É nesse hiato entre a história que querem contar, como se a ficção sujeitasse a realidade a uma narrativa mais conveniente, e a realidade, que se tornou já passível de ficção, que vive uma cidade sobre a qual se projectaram sempre mitos de liberdade, liberdade, tanta liberdade que por vezes reina a liberdade histórica.
A cidade e o contraditório
Não é fácil não se gostar de Amesterdão. Não é por mais nada senão uma enorme expectativa e a sensação de termos chegado depois de todos os tempos, depois da invasão das proibições, das regras que agora impedem, e impõem, uma norma para o Red Light District, para as casas de fumo, para os bares abertos até tarde, para os jongleurs na rua que tentam animar quem passa, para as drogas que se vendiam a céu aberto, para todo o tipo de transgressões que não olhavam nem para a proximidade de uma igreja nem para a vigilância da polícia.

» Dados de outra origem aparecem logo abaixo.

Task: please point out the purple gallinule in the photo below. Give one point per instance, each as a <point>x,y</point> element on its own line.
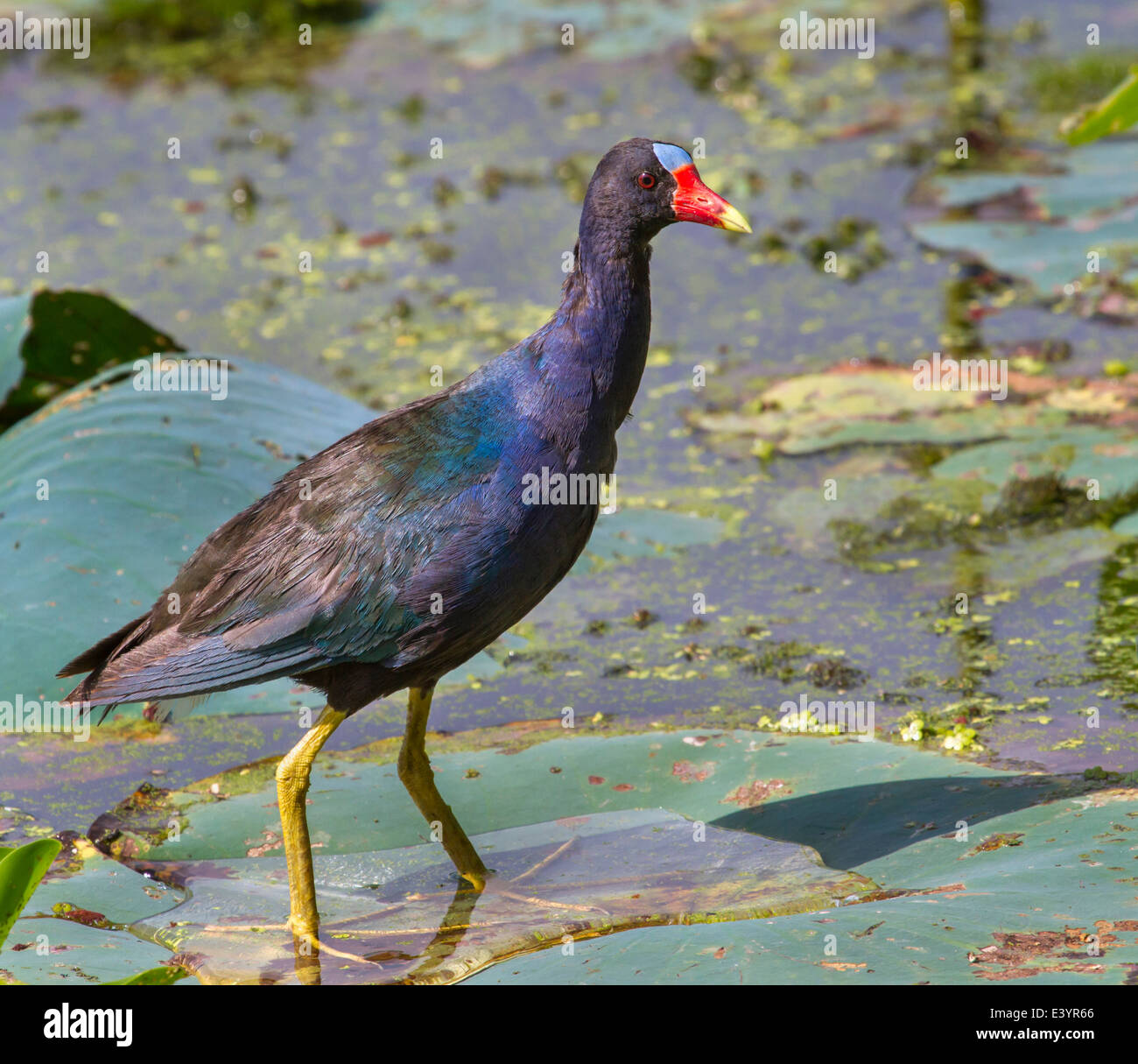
<point>405,547</point>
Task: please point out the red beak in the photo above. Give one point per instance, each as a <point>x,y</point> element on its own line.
<point>694,201</point>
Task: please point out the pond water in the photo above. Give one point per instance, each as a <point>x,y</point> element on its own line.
<point>424,262</point>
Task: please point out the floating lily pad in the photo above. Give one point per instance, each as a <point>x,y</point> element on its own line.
<point>881,404</point>
<point>1057,908</point>
<point>1087,208</point>
<point>626,806</point>
<point>147,475</point>
<point>52,341</point>
<point>391,918</point>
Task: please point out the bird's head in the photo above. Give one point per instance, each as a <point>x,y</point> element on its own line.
<point>641,186</point>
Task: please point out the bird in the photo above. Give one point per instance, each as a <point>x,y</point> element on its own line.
<point>408,546</point>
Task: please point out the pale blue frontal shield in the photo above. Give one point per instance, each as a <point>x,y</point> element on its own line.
<point>671,157</point>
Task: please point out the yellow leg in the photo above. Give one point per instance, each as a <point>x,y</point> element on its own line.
<point>419,779</point>
<point>292,789</point>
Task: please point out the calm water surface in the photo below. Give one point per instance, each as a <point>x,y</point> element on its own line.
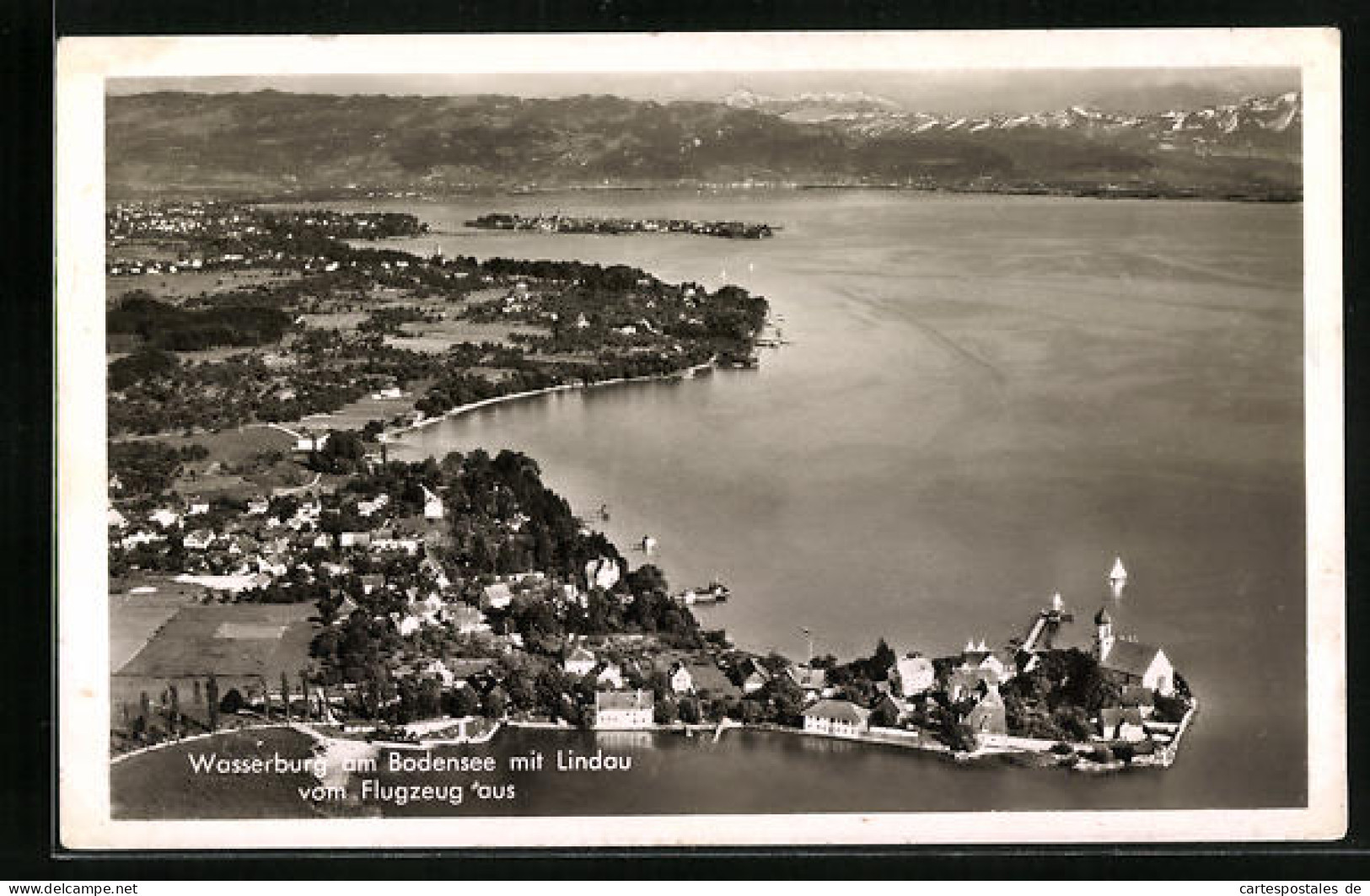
<point>986,399</point>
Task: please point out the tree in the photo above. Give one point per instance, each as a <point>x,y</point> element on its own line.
<point>884,716</point>
<point>881,661</point>
<point>212,698</point>
<point>666,713</point>
<point>173,709</point>
<point>497,703</point>
<point>304,694</point>
<point>232,702</point>
<point>465,702</point>
<point>690,710</point>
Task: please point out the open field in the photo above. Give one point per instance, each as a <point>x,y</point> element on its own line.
<point>135,618</point>
<point>188,284</point>
<point>440,336</point>
<point>228,640</point>
<point>236,446</point>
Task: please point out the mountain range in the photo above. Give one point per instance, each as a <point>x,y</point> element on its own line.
<point>273,142</point>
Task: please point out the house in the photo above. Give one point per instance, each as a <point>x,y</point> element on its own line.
<point>1143,699</point>
<point>140,537</point>
<point>497,596</point>
<point>618,710</point>
<point>988,716</point>
<point>840,718</point>
<point>809,677</point>
<point>432,504</point>
<point>755,680</point>
<point>1132,662</point>
<point>916,674</point>
<point>611,676</point>
<point>681,680</point>
<point>199,540</point>
<point>710,680</point>
<point>752,674</point>
<point>276,547</point>
<point>602,573</point>
<point>1121,724</point>
<point>968,683</point>
<point>311,442</point>
<point>240,545</point>
<point>889,707</point>
<point>469,620</point>
<point>355,540</point>
<point>438,668</point>
<point>580,662</point>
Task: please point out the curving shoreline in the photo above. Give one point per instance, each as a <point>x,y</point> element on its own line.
<point>396,435</point>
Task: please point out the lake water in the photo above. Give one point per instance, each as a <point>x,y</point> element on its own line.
<point>986,400</point>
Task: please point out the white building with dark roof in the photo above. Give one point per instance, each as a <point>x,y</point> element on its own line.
<point>840,718</point>
<point>1132,662</point>
<point>620,710</point>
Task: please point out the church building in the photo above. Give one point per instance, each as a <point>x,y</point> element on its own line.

“Mudou muita coisa e vai tudo ficar na mesma”, diz-nos Bart, um dos DJ do Aknathon, um bar-discoteca que tenta dar novo sentido ao multicultural numa cidade que nunca se quis preocupar com as regras e agora as tem por todo o lado. “Inventam novas drogas, é tudo o que vão conseguir com isto.” Na pista, não sabemos se o entusiasmo com que se dança é fruto do contágio da energia imposta pela beat reggae ou por efeito de substâncias que, vemos, correm, ligeiras, pelas mãos, e os beijos de quem ocupa a pista. Olham-nos de lado e perguntam-nos se estamos a gostar da cidade. Perguntam-nos pelas cofee-shops? Não fumamos. E pelos canais? Todos iguais. E pelas casas? Aquelas fachadas que parecem revisitações dos interiores vitorianos? Não. E o Red Light District? Dá-nos pena, mesmo que não o consigamos evitar até sermos alertados por uma das raparigas: “Mais um minuto a olhares sem entrar e cobramos-te mesmo sem teres despido as calças.” Não é fácil não se gostar de Amesterdão.